Abstract

Necrotizing enterocolitis (NEC) affects ten percent of premature neonates with birth weight less than 1500g. This unpredictable destruction of intestine is the result of complex interactions between the immature immune system, microvasculature, and gut microbiome that remain incompletely understood. Clinically, it can present along a spectrum from mild physiologic perturbation to necrosis of the entire intestine (“NEC totalis”).
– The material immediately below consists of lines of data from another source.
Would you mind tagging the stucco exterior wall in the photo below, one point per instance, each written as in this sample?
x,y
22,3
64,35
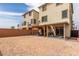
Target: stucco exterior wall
x,y
54,14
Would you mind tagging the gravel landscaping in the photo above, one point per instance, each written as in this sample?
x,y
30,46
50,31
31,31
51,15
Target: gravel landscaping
x,y
37,46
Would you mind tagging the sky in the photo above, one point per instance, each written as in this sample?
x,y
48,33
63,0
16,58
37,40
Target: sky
x,y
11,13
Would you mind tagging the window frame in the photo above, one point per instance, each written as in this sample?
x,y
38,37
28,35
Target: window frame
x,y
44,18
65,14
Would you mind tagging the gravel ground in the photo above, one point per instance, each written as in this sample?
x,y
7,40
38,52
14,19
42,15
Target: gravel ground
x,y
37,46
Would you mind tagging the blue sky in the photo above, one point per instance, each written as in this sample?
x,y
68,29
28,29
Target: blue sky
x,y
11,13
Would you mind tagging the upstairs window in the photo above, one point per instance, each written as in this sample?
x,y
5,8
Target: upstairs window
x,y
44,19
29,13
65,14
44,8
33,21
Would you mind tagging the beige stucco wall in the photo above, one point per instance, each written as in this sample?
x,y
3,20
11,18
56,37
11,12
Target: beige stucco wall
x,y
34,15
54,14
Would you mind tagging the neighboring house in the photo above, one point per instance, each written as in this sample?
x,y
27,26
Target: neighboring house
x,y
56,19
53,19
31,19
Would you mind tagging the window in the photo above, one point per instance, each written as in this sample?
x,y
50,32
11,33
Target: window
x,y
58,4
24,22
34,21
64,14
24,16
29,13
44,8
31,21
44,19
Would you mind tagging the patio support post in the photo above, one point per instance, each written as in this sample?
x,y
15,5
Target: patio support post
x,y
64,31
44,30
47,31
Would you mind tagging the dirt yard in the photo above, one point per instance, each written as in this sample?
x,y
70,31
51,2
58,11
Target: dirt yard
x,y
34,45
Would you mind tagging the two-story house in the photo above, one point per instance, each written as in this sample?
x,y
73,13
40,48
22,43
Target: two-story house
x,y
56,19
30,20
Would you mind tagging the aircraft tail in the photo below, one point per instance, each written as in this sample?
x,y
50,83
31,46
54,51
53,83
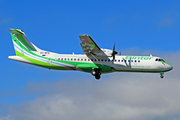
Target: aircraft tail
x,y
21,43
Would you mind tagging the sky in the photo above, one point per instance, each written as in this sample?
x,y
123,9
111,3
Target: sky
x,y
137,27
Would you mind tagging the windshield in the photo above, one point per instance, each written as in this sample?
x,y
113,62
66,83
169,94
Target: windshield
x,y
157,59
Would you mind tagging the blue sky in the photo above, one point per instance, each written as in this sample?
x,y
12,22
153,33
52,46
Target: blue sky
x,y
137,26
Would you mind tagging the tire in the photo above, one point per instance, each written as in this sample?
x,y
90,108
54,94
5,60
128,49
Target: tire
x,y
97,76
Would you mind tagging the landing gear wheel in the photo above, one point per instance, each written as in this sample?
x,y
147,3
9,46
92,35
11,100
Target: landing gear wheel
x,y
162,76
97,76
93,73
96,73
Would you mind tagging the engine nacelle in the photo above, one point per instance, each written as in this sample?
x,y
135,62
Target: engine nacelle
x,y
104,52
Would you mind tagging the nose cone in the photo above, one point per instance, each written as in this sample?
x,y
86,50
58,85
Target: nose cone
x,y
170,67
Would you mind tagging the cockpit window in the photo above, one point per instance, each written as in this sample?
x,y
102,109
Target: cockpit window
x,y
159,60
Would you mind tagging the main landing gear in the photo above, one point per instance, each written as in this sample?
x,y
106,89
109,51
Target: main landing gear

Both the risk for developing NEC and the mortality rate are inversely proportional to birth weight with mortality up to 50% in 500g neonates. NEC is a clinical diagnosis, incorporating findings from plain films (pneumatosis intestinalis) and the laboratory consistent with sepsis (leukocytosis, thrombocytopenia, acidosis, etc). The mainstays of medical treatment are bowel rest, broad spectrum antibiotics, and parenteral nutrition. The only absolute indication for surgical intervention is bowel perforation, typically manifested as pneumoperitoneum, though progression of disease despite maximal medical management may also be considered grounds for operation. Two randomized controlled trials demonstrated that the selection of operative intervention, peritoneal drainage versus laparotomy, does not affect mortality and short term outcomes. A subsequent trial has completed enrollment and will report long-term neurodevelopmental outcomes. Though a variety of interventions have been studied for the prevention of NEC, only the use of breast milk over formula has been widely incorporated in NICU practice. Prophylactic probiotic administration appears to decrease the risk of NEC. A number of additional preventative strategies and probiotic delivery mechanisms are currently under study.